However Concorde had already had a near identical accident on a BA frame and an AF plane a few years earlier, the latter out of IAD when a tyre burst on take-off and punctured the wing tank causing rapid fuel escape but no fire in that case. Those two clear warning signs were pretty much ignored because it was certified, albeit to standards from the 1960s - it now seems bizarre that a tyre burst (however caused) can bring a plane down.

The AF CDG crash had a number of other contributing factors that showed AF in a very poor light. The frame was overweight (well over the maximum structural limits) prior to take-off but amazingly the pilot was not informed of this. The AF Ops department had loaded alot of extra baggage left over from an earlier flight but not told the captain of this. Plus the wind direction had shifted somewhat since the clearance that should have necessitated the captain electing to use a different runway.
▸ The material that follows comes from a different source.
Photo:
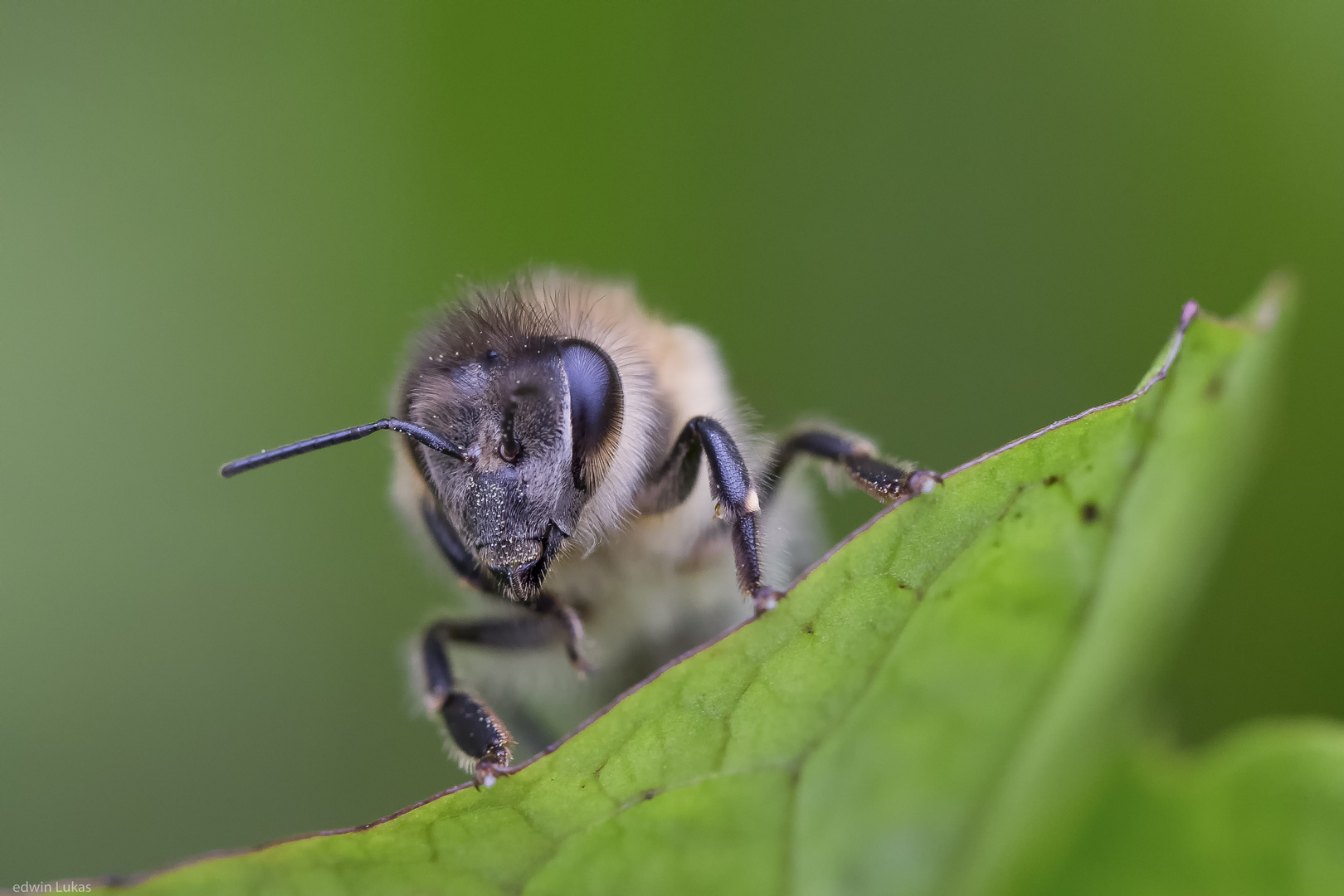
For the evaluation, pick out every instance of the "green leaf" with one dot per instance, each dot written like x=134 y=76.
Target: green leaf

He didn't and the overweight plane took off with a small tailwind component, really far from ideal conditions when managing an engine failure at take-off!!. Then we have the missing undercarriage spacer on one of the MLG that caused the plane to veer off the CL when the engine failure occurred that undoubtedly would have caused an additional distraction to manage on the flight deck.

A bit OT from 737 MAX but a similarity in that alot of the certification was still based on 1960s standards and a shameful safety culture of the company. With the Concorde it was the operator and the MAX the manufacturer.